Ignoring him, she continued, “I lost someone too, Dad. You seem to forget that. But did I turn out like you? Did I let myself get eaten up by bitterness? Did I hate myself so much I would fall for a Plusser selling me his religious snake oil?”
“Kahlo,” Dev persisted. “You’re killing him.”
Graydon was making guttural, strangulated choking sounds, and his face was purpling. His fingers plucked at his daughter’s hands, uselessly.
“So what?” she said. “He doesn’t deserve to live.”
“No argument,” said Dev. “But I need him alive just a little longer. He hasn’t yet told us where to find Jones.”

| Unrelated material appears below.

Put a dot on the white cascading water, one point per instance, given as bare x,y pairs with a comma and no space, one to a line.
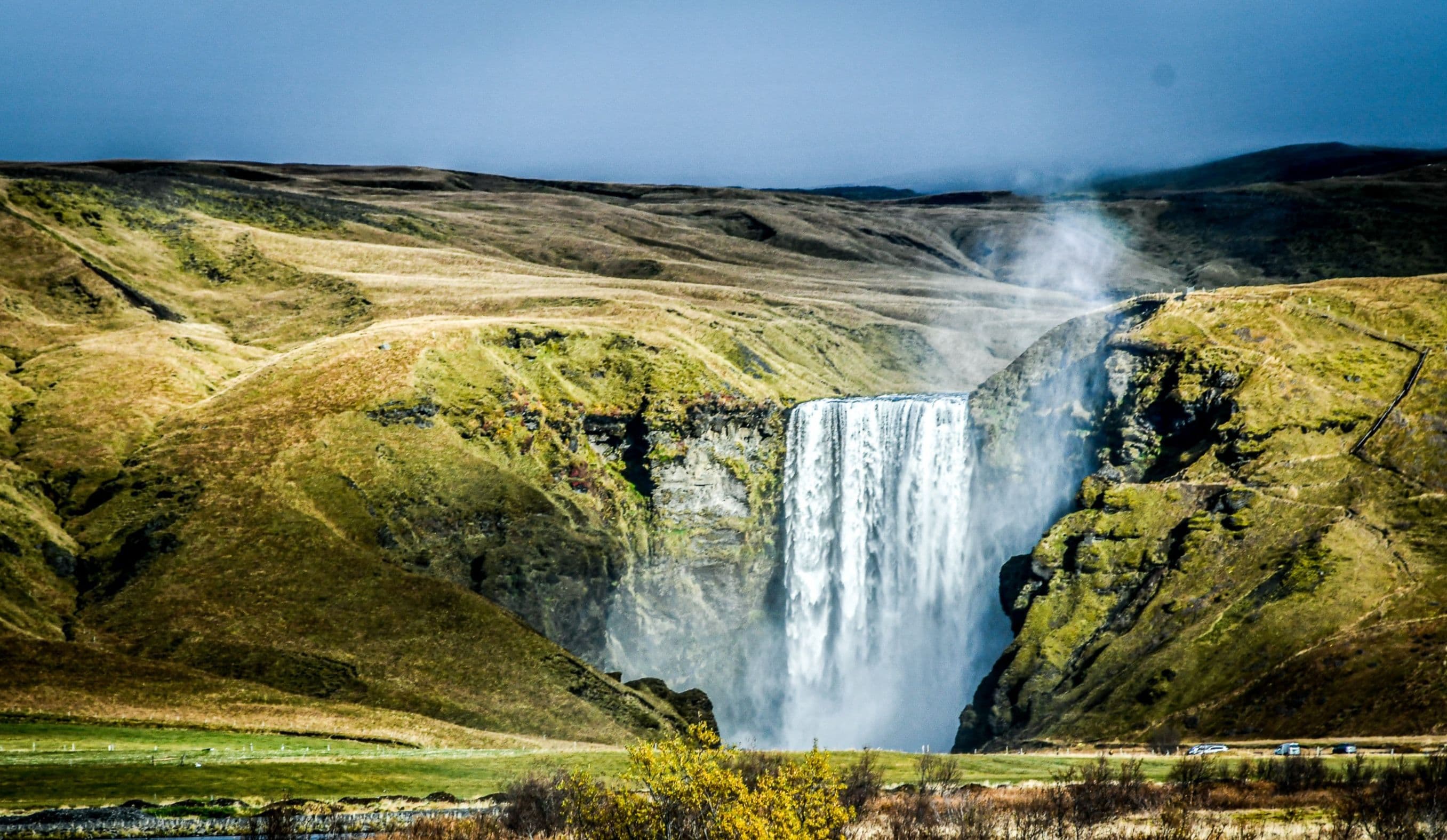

Kahlo reluctantly loosened her grip. Graydon slumped to the floor, sucking in urgent, wheezy breaths.
Dev squatted beside him.
“While you’re recovering, I want you to think carefully about your situation, Governor Graydon. If I let Captain Kahlo throttle you to death – and she very well might – or if I kill you myself, which, let’s face it, I’m perfectly capable of, then you’re never going to get your chance at life after death, are you? You’re never going to become a Plusser like you so desperately crave. You’re going to be just another defunct human being.”